In the fast-paced world of chemical research and development, identifying and securing reliable sources for crucial intermediates is a constant challenge. 3-Amino-3-phenylpropionic Acid (CAS 614-19-7) is one such compound, highly valued for its versatility as a building block in both pharmaceutical synthesis and advanced materials development. This white crystalline powder, often referred to as beta-phenylalanine, plays a significant role in creating complex molecules that drive innovation. For researchers and procurement specialists, understanding its synthesis, applications, and how to buy it effectively is essential.

Synthesis Pathways for 3-Amino-3-phenylpropionic Acid

The production of 3-Amino-3-phenylpropionic Acid typically involves several established organic synthesis routes. While specific proprietary methods may vary among manufacturers, common approaches often utilize starting materials such as phenylacetaldehyde or related derivatives. Key reactions might include amination followed by carbonylation or variations involving Strecker synthesis-type pathways adapted for beta-amino acids. The goal is to efficiently assemble the molecule with its characteristic phenyl, amino, and carboxyl groups on the beta-carbon. The resulting product is often obtained as a racemic mixture (DL-form), which is suitable for many industrial applications. For specific enantiopure requirements, further chiral resolution steps would be necessary, a process that manufacturers might offer.

Key Applications Driving Demand

The utility of 3-Amino-3-phenylpropionic Acid stems from its ability to serve as a critical intermediate. In the pharmaceutical sector, its applications are particularly noteworthy:

  • Platelet Aggregation Inhibitors: It is a vital precursor in the synthesis of compounds that help prevent blood clots, crucial for cardiovascular health.
  • Hormone Receptor Antagonists: It acts as a reagent in creating antagonists for human gonadotropin-releasing hormone (GnRH), used in treating various hormone-dependent conditions.

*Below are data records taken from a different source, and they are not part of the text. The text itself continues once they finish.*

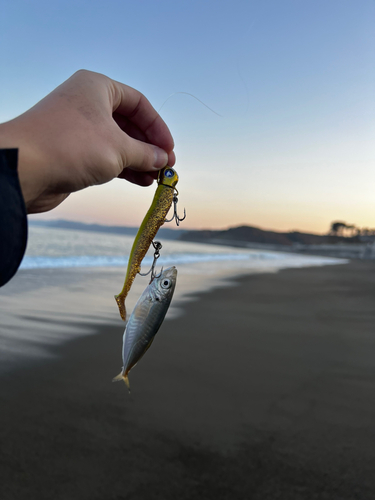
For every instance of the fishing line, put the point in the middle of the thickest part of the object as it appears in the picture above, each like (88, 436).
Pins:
(191, 95)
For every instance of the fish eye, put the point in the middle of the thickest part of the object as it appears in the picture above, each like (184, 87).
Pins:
(166, 283)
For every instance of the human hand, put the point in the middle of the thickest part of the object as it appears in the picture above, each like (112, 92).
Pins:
(88, 131)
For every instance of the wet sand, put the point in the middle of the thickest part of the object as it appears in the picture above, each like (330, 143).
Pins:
(264, 390)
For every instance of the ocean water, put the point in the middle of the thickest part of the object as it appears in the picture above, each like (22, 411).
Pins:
(67, 281)
(52, 248)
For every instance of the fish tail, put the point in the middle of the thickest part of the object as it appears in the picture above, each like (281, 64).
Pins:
(120, 300)
(123, 377)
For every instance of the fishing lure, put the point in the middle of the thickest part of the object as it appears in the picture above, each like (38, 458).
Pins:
(155, 217)
(145, 320)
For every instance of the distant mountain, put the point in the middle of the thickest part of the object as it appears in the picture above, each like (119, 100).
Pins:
(169, 234)
(249, 234)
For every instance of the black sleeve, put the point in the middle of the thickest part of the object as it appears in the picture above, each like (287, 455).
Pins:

Beyond pharmaceuticals, its structure lends itself to material science. Researchers are exploring its use in creating novel biomaterials, functional polymers, and even as a component in nanomaterials due to its reactive functional groups and aromatic ring. This makes it a compound of interest for companies developing next-generation adhesives, coatings, and biocompatible materials.

Sourcing and Purchasing Considerations for R&D

For research and development purposes, obtaining 3-Amino-3-phenylpropionic Acid requires careful supplier selection. Researchers often need high-purity grades to ensure the integrity of experimental results. When you are looking to buy this compound, consider the following:

  • Purity Levels: Specify the required purity (e.g., 98% or 99% by HPLC) and verify it through the supplier's Certificate of Analysis (CoA).
  • Quantity: Ensure suppliers offer suitable quantities, from gram-scale for laboratory experiments to kilogram-scale for pilot studies.
  • Supplier Reputation: Choose manufacturers with a good reputation for quality control, reliable delivery, and responsive customer service. Many established chemical companies in China are excellent sources for this intermediate.
  • Pricing: While research quantities might have fixed prices, inquiring about bulk discounts for larger R&D projects or future manufacturing needs can be beneficial.

When you purchase from a reputable chemical manufacturer, you gain access to a crucial building block that can accelerate your research and development efforts. Understanding the synthesis and applications empowers you to articulate your needs precisely, ensuring you receive a product that meets your demanding standards. Whether for drug discovery or material innovation, 3-Amino-3-phenylpropionic Acid is a valuable chemical intermediate.